1 Wer (wird) behandelt?


1.1 Heterosexualitäten und sozialer Wandel


M. Hauch

1.1.1 Kontextbedingungen


Frauen und Männer erleben sexuelle Begegnungen bekanntlich nicht „an sich“, in einer Art Vakuum, sondern in einem spezifischen gesellschaftlich-kulturellen Kontext, der ständigen Wandlungen unterworfen ist. Die Kontextrelation gilt auch für sexuelle Probleme und sexualtherapeutische Behandlungen. Dieses allgemeingültige Faktum wird hier insofern akzentuiert, als das Thema Sexualität seit Mitte des 20. Jahrhunderts zunehmend in den Medien aufgegriffen und ausgebreitet wurde – im Sinne der Marcuse‘schen These von der repressiven Entsublimierung. In der Folge fanden teilweise recht fragwürdige Sexualbilder und -normen weite Verbreitung.

Darüber hinaus hat es in den vergangenen Jahren und Jahrzehnten massive gesellschaftliche Veränderungen im Hinblick auf die soziale Organisation von Sexualität, Partnerschaft und Familie gegeben (vgl. z.B. ▶ [165]). Das bildet sich z.B. in den ständig gestiegenen Scheidungsziffern ab, in der Zunahme von Single-Haushalten und Alleinerziehenden sowie der vermehrten Berufstätigkeit von Frauen, die mit neuen Akzentuierungen im herrschenden „Geschlechterarrangement“ ▶ [50] verbunden ist (vgl. z.B. ▶ [102], ▶ [196]).

„Die Paarbeziehung hat […] ‚ihren Charakter‘ eines selbstverständlichen und damit ‚natürlichen‘ Lebenszieles […] verloren.

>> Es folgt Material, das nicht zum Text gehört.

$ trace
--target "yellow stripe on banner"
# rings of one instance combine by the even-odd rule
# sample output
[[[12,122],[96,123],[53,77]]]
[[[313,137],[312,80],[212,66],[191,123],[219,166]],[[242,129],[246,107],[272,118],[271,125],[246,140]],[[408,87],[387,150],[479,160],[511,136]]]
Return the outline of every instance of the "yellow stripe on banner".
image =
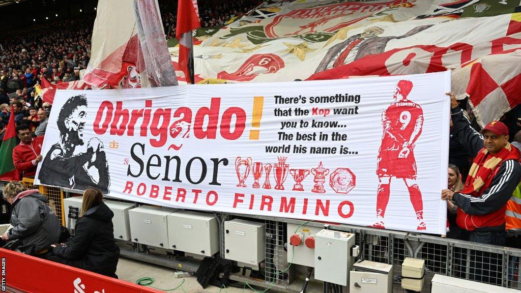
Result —
[[[503,161],[500,157],[491,157],[487,160],[487,162],[483,164],[483,166],[487,169],[493,169],[498,164]]]
[[[472,186],[474,187],[474,190],[479,190],[485,184],[485,182],[481,179],[481,177],[478,177],[472,183]]]
[[[514,20],[514,21],[521,21],[521,12],[518,13],[513,13],[512,18],[511,18],[511,20]]]

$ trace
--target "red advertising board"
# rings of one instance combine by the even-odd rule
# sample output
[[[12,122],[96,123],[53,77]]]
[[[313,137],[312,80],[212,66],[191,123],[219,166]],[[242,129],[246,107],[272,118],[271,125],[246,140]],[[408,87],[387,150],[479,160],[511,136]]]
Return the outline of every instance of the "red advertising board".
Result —
[[[161,291],[0,248],[0,291],[157,293]]]

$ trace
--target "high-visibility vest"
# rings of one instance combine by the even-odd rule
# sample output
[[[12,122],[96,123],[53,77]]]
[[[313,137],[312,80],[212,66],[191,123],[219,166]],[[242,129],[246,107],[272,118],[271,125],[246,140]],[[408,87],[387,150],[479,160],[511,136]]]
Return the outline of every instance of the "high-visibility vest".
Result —
[[[506,203],[505,229],[521,232],[521,182],[517,185]]]

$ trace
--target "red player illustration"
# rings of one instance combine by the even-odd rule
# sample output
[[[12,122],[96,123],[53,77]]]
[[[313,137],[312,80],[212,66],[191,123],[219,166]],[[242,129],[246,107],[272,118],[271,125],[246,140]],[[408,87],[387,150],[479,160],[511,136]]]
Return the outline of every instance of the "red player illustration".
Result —
[[[414,143],[421,133],[423,111],[407,99],[413,88],[408,80],[400,80],[391,104],[382,113],[383,133],[380,146],[376,174],[380,181],[376,198],[376,228],[384,228],[383,216],[389,200],[391,178],[403,179],[418,219],[417,230],[425,230],[421,192],[416,183]]]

Es geht […] um eine dauernde Bewegung zwischen individuellem Wachstum und Identitätsfindung als persönlichem, fortschreitendem Differenzierungsprozess auf der einen Seite und Angst reduzierender Sicherheit in der Synchronizität der Zweisamkeit auf der anderen Seite. Keine dieser Bewegungen kann angehalten werden.“ (Berner 2001, S. 320/21)

1.1.2 Gewandelte Auffassungen


Zu bedenken ist auch die fortschreitende Auflösung restriktiver Sexualmoral in vielen Bereichen und ihre Ersetzung durch eine Verhandlungsmoral ▶ [158] bzw. durch einen Menschenrechtsdiskurs ▶ [92], wie er vor allem von vielen weltweit agierenden Fraueninitiativen zu den Problemen sexueller Gewalt und Diskriminierung, Prostitution und Menschenhandel initiiert wurde. Bemerkenswert ist auch die zunehmende Wahrnehmung und Thematisierung weiblicher Perversionen ▶ [16], ▶ [37], ▶ [90], ▶ [195], und die größer werdende Toleranz gegenüber vielfältigen sexuellen Orientierungen und Arrangements. Volkmar Sigusch spricht in diesem Zusammenhang von „Neosexualitäten“ ▶ [174].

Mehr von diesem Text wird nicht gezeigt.